Becky ce jour-là était bien disposée.

«C'est qu'alors je n'étais que surnuméraire, entendez-vous, gros bêta, et maintenant je suis en titre; emmenez Rawdy, si cela vous plaît: je vous conseille même de lui donner un cigare pendant que vous êtes en train.»

M. Rawdon jugea avec sa pénétration habituelle qu'un cigare n'était pas suffisant pour aider son bambin à supporter les froids de l'hiver; en conséquence, assisté de Briggs, il l'emmaillotta soigneusement dans des châles et des couvertures, puis on le hissa sur l'impériale de la diligence, et nos voyageurs se mirent en route par une matinée sombre et brumeuse. L'enfant était ravi de voir se lever l'aurore et d'aller à la maison, comme disait encore son père. C'était pour le petit Rawdon une véritable partie de plaisir. Les mille petits incidents de la route étaient pour lui l'occasion d'une intarissable gaieté; son père ne laissait aucune de ses questions sans réponse, et lui disait à qui appartenait cette grande maison qu'on apercevait sur le bord de la route et le parc qui l'avoisinait. Sa mère, à l'intérieur de la voiture, où elle se trouvait avec sa femme de chambre, ses fourrures, son manteau, son flacon d'essence, se donnait des airs à faire croire que c'était la première fois qu'elle voyageait dans une voiture publique; aucun de ses compagnons de route n'aurait pu s'imaginer que, dix ans auparavant, elle avait été obligée de se mettre sur l'impériale pour donner sa place à un voyageur payant.

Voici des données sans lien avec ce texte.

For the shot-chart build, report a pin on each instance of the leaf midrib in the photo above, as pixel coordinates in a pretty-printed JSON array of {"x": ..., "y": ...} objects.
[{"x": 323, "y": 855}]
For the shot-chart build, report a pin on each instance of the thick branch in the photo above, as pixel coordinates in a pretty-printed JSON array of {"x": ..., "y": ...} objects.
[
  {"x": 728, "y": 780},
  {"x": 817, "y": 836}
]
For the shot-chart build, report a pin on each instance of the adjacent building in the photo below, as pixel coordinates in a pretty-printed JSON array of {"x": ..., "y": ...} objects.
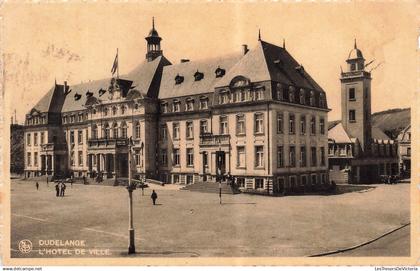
[
  {"x": 257, "y": 115},
  {"x": 358, "y": 153},
  {"x": 404, "y": 152}
]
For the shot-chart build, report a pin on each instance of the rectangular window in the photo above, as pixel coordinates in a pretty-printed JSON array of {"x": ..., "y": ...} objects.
[
  {"x": 176, "y": 158},
  {"x": 80, "y": 158},
  {"x": 240, "y": 182},
  {"x": 190, "y": 157},
  {"x": 313, "y": 125},
  {"x": 259, "y": 183},
  {"x": 280, "y": 156},
  {"x": 303, "y": 156},
  {"x": 164, "y": 157},
  {"x": 241, "y": 158},
  {"x": 175, "y": 130},
  {"x": 71, "y": 137},
  {"x": 240, "y": 124},
  {"x": 35, "y": 139},
  {"x": 203, "y": 126},
  {"x": 280, "y": 122},
  {"x": 259, "y": 156},
  {"x": 258, "y": 123},
  {"x": 35, "y": 159},
  {"x": 292, "y": 126},
  {"x": 292, "y": 156},
  {"x": 189, "y": 130},
  {"x": 204, "y": 103},
  {"x": 80, "y": 137},
  {"x": 322, "y": 126},
  {"x": 313, "y": 157},
  {"x": 223, "y": 125},
  {"x": 302, "y": 125},
  {"x": 352, "y": 94},
  {"x": 352, "y": 115}
]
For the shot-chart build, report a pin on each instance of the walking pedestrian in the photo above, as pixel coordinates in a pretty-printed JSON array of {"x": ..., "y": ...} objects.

Il faisait déjà nuit lorsqu'on arriva à Mudbury; le petit Rawdon fut transporté à moitié endormi dans la voiture de son oncle. Il regarda avec des yeux ébahis les grilles de fer qui roulaient sur leurs gonds à l'approche de la voiture, les piliers blanchis à la chaux et surmontés de la colombe et du serpent. La voiture s'arrêta enfin devant le perron du château, qui brillait d'un air de fête en l'honneur de la Noël. La porte d'entrée s'ouvrit pour les nouveaux arrivés. Un grand feu pétillait dans l'âtre et un tapis couvrait les dalles disposées en damier.

«C'est le vieux tapis de Turquie, qui était autrefois dans la grande galerie, se disait Rebecca tout en embrassant lady Jane.»

Puis elle échangea avec sir Pitt un salut plein de gravité; quant à Rawdon, qui avait fumé tout le long de la route, il se tint à une certaine distance de sa belle-sœur, dont les deux enfants s'étaient approchés de leur petit cousin. Mathilde l'avait déjà pris par la main après l'avoir embrassé, et Pitt Binkie Southdown, héritier présomptif du nom et de la fortune, s'était planté devant lui et le toisait du haut en bas à la façon des roquets qui examinent un boule-dogue.

La maîtresse de la maison conduisit ses hôtes dans les chambres qui leur étaient destinées et où pétillait déjà un feu des plus réjouissants.